Prof. Laura Formenti, UNIMIB

WP5 will: 1) implement a territorial network logic in dispersed geographical areas, involving participants in interprofessional and intersectoral partnerships; 2) gather, organise and feed the ecosystem with relevant, not measurable knowledge from the ground, based on participants’ voices and experiences; 3) share the development of new policies with local communities and networks of professionals, administrators, ageing citizens and their proximal care system

Prof. Aleksandra Torbica, BOCCONI

WP6 aims to empirically investigate the needs of the older population to define different policy segments. This goal is of paramount importance to inform policies to match the appropriate services and guarantee an integrated response.
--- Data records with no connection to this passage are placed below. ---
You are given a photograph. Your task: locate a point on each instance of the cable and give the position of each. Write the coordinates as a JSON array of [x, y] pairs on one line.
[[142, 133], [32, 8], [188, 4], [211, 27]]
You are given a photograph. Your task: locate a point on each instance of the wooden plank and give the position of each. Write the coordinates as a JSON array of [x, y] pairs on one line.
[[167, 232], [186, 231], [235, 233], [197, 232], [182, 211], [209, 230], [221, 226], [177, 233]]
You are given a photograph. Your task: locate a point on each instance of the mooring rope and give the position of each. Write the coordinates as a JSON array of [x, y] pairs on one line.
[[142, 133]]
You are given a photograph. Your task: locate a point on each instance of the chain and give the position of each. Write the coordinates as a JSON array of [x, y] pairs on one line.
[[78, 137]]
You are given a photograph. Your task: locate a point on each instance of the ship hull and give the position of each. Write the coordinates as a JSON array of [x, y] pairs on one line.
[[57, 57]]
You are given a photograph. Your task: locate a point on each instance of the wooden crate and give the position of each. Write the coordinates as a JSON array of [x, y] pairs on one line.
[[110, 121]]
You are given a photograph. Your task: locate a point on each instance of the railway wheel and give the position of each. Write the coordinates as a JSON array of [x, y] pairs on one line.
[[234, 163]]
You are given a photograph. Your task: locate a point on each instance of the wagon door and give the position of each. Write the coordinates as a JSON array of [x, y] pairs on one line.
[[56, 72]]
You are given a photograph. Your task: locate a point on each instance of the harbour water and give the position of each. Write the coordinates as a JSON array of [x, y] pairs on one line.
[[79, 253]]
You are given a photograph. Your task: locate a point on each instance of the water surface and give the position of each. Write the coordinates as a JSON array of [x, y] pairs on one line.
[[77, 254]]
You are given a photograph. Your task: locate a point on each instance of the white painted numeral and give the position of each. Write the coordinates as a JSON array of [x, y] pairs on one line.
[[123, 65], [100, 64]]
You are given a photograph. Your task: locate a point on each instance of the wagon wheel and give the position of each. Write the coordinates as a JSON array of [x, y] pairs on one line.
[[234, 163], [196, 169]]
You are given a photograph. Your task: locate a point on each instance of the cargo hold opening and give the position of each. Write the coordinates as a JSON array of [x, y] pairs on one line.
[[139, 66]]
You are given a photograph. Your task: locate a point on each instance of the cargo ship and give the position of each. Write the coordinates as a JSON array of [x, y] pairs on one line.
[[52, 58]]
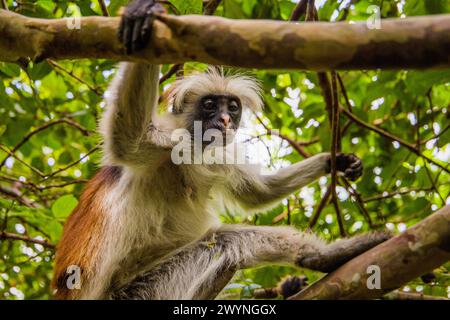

Furthermore, this WP aims to investigate the impact of community care (both its social and healthcare component) provided to older people on the consumption of hospital services as well as its effect on health outcomes and well-being.

Key Outputs

 

  • Align policies and strategies on healthy ageing, on frailty and integrated care.
  • Theoretical and data-driven study of the dynamic and mechanisms generating sub-population health inequalities in longevity and healthy ageing – Mobility compression, regional, gender and cohort inequalities.
  • Personalized Prevention: a risk-based strategy to promote active life and increase independent living, health status, and well-being of older adults.
  • Policies to improve the compliance with organizational and clinical guidelines in programs of health promotion and prevention for older people.
  • Aligning the new health and social care policies to emerging needs: a bottom-up community-based systemic approach.
  • Investigating the gap between the needs of the ageing population and the institutional responses.